Investigation of Automated and Augmented Covariate Imputation during the Estimation of two Confirmatory Multidimensional Bayesian Latent Variable Models

Faculty/Professorship: Statistics and Econometrics  ; Fakultät Sozial- und Wirtschaftswissenschaften: Abschlussarbeiten 
Author(s): Schnapp, Thorsten
Publisher Information: Bamberg : Otto-Friedrich-Universität
Year of publication: 2019
Pages: vi, 370 ; Illustrationen, Diagramme
Supervisor(s): Aßmann, Christian  ; Carstensen, Claus H. ; Saalfeld, Thomas  
Language(s): English
Dissertation, Otto-Friedrich-Universität Bamberg, 2019 ; Note, that this thesis uses data from the National Educational Panel Study (NEPS): Starting Cohort 4 – 9th Grade, doi:10.5157/NEPS:SC4:9.1.0. From 2008 to 2013, NEPS data were collected as part of the Framework Programme for the Promotion of Empirical Educational Research funded by the German Federal Ministry of Education and Research (BMBF). As of 2014, the NEPS survey is carried out by the Leibniz Institute for Educational Trajectories (LIfBi) at the University of Bamberg in cooperation with a nationwide network.
DOI: 10.20378/irb-46497
Licence: German Act on Copyright 
URN: urn:nbn:de:bvb:473-irb-464970
The purpose of this thesis is to investigate parameter estimation and simultaneous imputation of covariates for two multidimensional Bayesian latent variable models. These models encompass a multivariate confirmatory factor analytic model and a multivariate normal-ogive item response theory (IRT) model.

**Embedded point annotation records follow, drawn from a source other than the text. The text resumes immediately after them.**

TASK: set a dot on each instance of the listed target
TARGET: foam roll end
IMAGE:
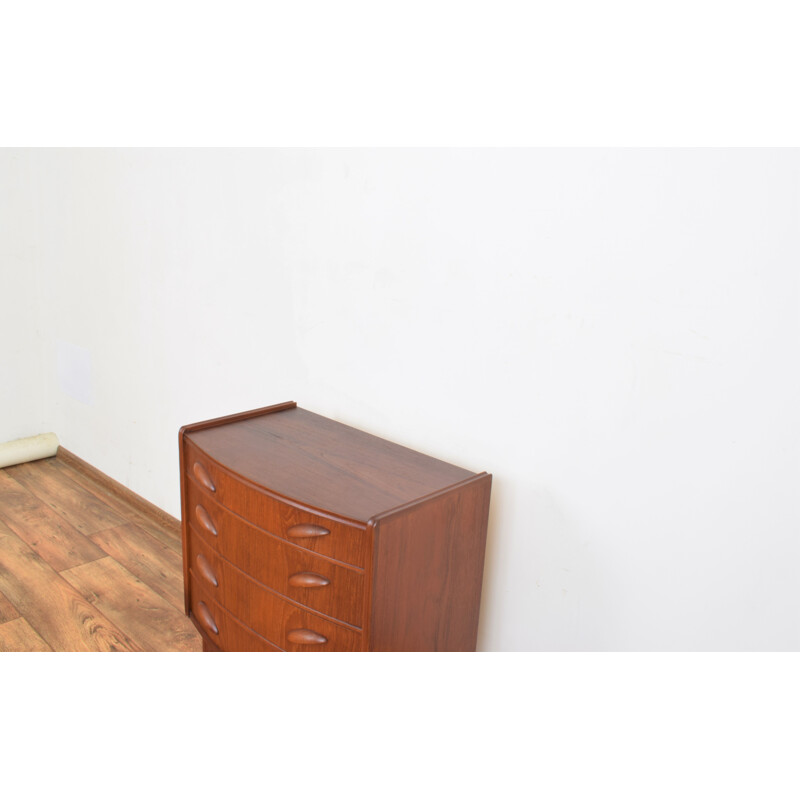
(45, 445)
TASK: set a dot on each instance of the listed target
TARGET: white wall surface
(613, 334)
(21, 376)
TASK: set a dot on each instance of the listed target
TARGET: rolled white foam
(34, 447)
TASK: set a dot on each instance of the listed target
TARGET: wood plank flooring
(81, 569)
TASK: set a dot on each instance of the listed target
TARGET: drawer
(282, 623)
(320, 534)
(311, 580)
(222, 629)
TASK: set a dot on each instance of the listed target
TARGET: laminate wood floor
(81, 569)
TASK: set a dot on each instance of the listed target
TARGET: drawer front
(222, 629)
(339, 540)
(282, 623)
(308, 579)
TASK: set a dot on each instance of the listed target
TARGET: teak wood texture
(86, 565)
(304, 534)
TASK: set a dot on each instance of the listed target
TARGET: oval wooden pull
(204, 518)
(307, 580)
(305, 530)
(201, 473)
(304, 636)
(204, 615)
(206, 570)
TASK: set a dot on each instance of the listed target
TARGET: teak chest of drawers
(300, 533)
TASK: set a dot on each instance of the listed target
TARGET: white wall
(21, 376)
(612, 334)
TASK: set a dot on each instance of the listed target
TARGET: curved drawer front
(294, 572)
(222, 629)
(265, 612)
(328, 537)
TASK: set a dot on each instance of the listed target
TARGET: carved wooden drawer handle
(305, 530)
(303, 636)
(204, 518)
(201, 473)
(204, 615)
(206, 570)
(307, 580)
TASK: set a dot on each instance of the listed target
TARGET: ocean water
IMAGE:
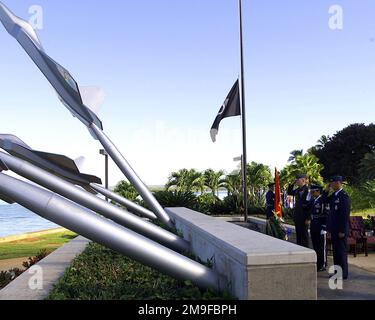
(15, 220)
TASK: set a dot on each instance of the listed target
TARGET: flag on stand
(278, 208)
(230, 108)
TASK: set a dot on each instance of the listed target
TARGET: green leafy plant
(102, 274)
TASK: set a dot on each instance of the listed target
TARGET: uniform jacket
(302, 204)
(270, 203)
(338, 219)
(319, 213)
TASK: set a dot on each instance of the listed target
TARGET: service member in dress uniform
(270, 201)
(318, 227)
(302, 214)
(338, 223)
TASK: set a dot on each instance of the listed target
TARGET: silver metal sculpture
(90, 201)
(73, 217)
(70, 95)
(131, 206)
(63, 167)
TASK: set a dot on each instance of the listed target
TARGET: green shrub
(177, 199)
(127, 190)
(101, 274)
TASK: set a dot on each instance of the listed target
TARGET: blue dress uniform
(301, 214)
(318, 227)
(270, 204)
(338, 222)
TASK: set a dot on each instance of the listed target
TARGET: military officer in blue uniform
(318, 226)
(338, 222)
(270, 201)
(302, 214)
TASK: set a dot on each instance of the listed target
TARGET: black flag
(230, 108)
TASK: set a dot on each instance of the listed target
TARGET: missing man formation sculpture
(69, 196)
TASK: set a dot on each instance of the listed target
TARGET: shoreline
(30, 235)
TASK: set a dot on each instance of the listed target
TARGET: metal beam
(128, 171)
(131, 206)
(73, 217)
(88, 200)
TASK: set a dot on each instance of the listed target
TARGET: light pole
(105, 154)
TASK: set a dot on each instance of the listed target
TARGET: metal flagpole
(243, 115)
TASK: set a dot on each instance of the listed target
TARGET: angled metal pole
(131, 206)
(105, 154)
(243, 116)
(103, 231)
(94, 203)
(70, 95)
(128, 171)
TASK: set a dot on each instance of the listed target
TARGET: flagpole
(243, 115)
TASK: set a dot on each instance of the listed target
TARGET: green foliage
(212, 180)
(206, 202)
(306, 164)
(126, 190)
(186, 180)
(32, 246)
(101, 274)
(34, 260)
(342, 154)
(7, 276)
(258, 178)
(274, 228)
(362, 196)
(177, 199)
(367, 167)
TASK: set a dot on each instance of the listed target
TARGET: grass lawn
(101, 274)
(30, 247)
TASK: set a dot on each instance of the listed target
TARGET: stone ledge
(251, 265)
(53, 268)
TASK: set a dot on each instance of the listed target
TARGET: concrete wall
(251, 264)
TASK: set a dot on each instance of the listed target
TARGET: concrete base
(38, 281)
(251, 264)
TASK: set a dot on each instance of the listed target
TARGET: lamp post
(105, 154)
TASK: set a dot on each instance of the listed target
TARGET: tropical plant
(367, 167)
(232, 183)
(294, 154)
(177, 199)
(186, 180)
(126, 190)
(343, 153)
(212, 180)
(307, 164)
(258, 178)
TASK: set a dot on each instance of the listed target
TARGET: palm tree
(307, 164)
(212, 180)
(367, 167)
(258, 178)
(186, 180)
(294, 154)
(126, 190)
(232, 183)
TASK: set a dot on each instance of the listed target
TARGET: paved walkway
(8, 264)
(359, 286)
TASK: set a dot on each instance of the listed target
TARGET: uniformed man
(338, 223)
(270, 201)
(318, 227)
(302, 214)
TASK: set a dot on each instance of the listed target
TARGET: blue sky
(167, 65)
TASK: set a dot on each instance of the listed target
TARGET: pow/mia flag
(230, 108)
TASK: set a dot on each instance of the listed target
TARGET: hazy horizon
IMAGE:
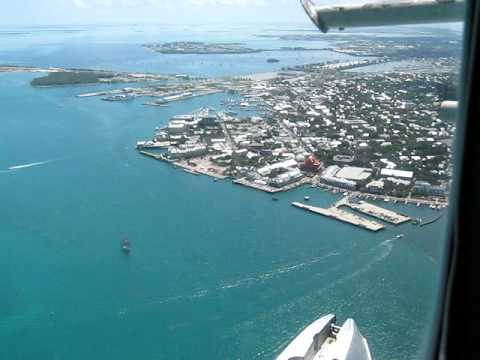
(114, 12)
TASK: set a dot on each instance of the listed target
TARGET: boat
(193, 172)
(126, 247)
(323, 339)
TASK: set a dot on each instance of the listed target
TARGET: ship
(325, 340)
(126, 247)
(273, 60)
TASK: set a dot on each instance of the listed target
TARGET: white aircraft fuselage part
(384, 13)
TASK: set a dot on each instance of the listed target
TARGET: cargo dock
(375, 211)
(335, 213)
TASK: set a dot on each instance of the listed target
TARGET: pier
(374, 211)
(338, 214)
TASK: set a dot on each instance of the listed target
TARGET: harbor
(373, 210)
(341, 215)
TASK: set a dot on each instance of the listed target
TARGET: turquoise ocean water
(217, 271)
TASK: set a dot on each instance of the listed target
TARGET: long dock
(341, 215)
(374, 211)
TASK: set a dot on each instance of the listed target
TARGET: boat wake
(248, 281)
(33, 164)
(273, 273)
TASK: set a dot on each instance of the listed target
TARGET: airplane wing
(396, 12)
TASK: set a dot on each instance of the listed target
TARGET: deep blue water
(218, 271)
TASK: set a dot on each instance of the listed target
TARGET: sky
(66, 12)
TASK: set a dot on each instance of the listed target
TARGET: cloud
(80, 4)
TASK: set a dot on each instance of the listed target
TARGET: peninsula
(196, 47)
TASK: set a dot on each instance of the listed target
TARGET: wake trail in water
(247, 281)
(33, 164)
(276, 272)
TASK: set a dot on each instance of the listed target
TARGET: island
(60, 76)
(196, 47)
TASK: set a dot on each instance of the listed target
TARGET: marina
(341, 215)
(373, 210)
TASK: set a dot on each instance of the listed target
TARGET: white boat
(323, 340)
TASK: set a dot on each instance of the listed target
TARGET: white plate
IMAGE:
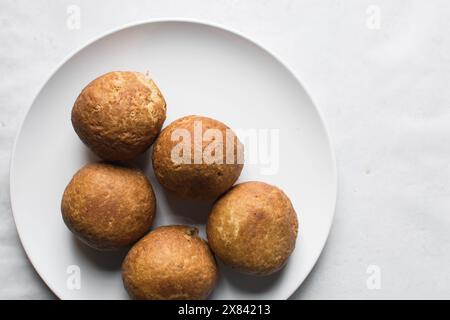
(201, 69)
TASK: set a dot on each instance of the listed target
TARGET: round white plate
(201, 69)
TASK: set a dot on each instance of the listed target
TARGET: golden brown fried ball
(204, 166)
(170, 263)
(253, 228)
(108, 206)
(119, 115)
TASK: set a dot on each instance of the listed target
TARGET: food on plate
(119, 115)
(170, 263)
(253, 228)
(108, 206)
(197, 157)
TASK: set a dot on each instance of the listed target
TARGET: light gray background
(382, 86)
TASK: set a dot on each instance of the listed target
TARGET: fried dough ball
(253, 228)
(197, 158)
(119, 115)
(108, 206)
(170, 263)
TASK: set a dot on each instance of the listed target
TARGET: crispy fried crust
(195, 181)
(170, 263)
(253, 228)
(108, 206)
(119, 115)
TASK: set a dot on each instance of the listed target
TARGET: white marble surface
(381, 85)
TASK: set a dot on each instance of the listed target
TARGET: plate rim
(206, 23)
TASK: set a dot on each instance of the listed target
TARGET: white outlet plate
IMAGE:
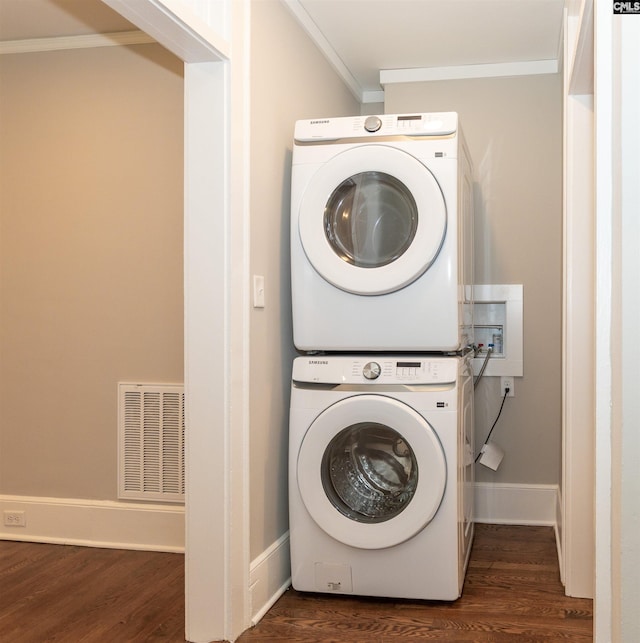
(15, 519)
(507, 383)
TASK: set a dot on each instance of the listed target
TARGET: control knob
(372, 124)
(371, 370)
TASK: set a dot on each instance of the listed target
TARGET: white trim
(96, 523)
(603, 109)
(270, 577)
(371, 96)
(175, 26)
(312, 30)
(493, 70)
(89, 41)
(515, 504)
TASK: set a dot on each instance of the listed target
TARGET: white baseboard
(96, 523)
(514, 504)
(269, 577)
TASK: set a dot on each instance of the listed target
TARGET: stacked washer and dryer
(381, 418)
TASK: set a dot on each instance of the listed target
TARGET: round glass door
(371, 471)
(372, 220)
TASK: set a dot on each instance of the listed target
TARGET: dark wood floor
(72, 594)
(512, 592)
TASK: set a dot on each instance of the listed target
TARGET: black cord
(506, 392)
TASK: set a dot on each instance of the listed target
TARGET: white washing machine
(381, 475)
(382, 234)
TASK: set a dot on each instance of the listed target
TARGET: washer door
(371, 471)
(372, 220)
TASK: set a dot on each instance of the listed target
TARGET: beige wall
(91, 217)
(290, 80)
(513, 128)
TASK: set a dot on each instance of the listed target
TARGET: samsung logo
(626, 7)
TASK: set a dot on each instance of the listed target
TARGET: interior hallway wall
(513, 128)
(91, 220)
(290, 80)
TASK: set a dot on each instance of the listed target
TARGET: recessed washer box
(498, 320)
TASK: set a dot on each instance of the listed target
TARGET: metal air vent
(151, 442)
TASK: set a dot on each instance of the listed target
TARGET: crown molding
(89, 41)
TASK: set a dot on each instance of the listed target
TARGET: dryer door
(372, 220)
(371, 471)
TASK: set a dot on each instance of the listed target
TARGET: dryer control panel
(378, 369)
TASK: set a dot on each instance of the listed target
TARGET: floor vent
(151, 442)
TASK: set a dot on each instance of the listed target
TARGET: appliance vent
(151, 442)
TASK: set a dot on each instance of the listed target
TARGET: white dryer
(382, 234)
(381, 475)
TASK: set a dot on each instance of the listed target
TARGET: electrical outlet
(507, 383)
(15, 519)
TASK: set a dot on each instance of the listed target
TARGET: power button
(372, 124)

The basic idea for the research conducted stems from the positive findings for IRT models with one latent variable of Aßmann et al. (2015) and Gaasch (2017) respectively, and the research of Preising (2018) concerning dynamic linear panel models, with presenting, aside from estimation, a relief for the burden of determining an imputation model for missing values in covariates by using an automated procedure, i.e. imputation via a classification and regression tree approach (CART).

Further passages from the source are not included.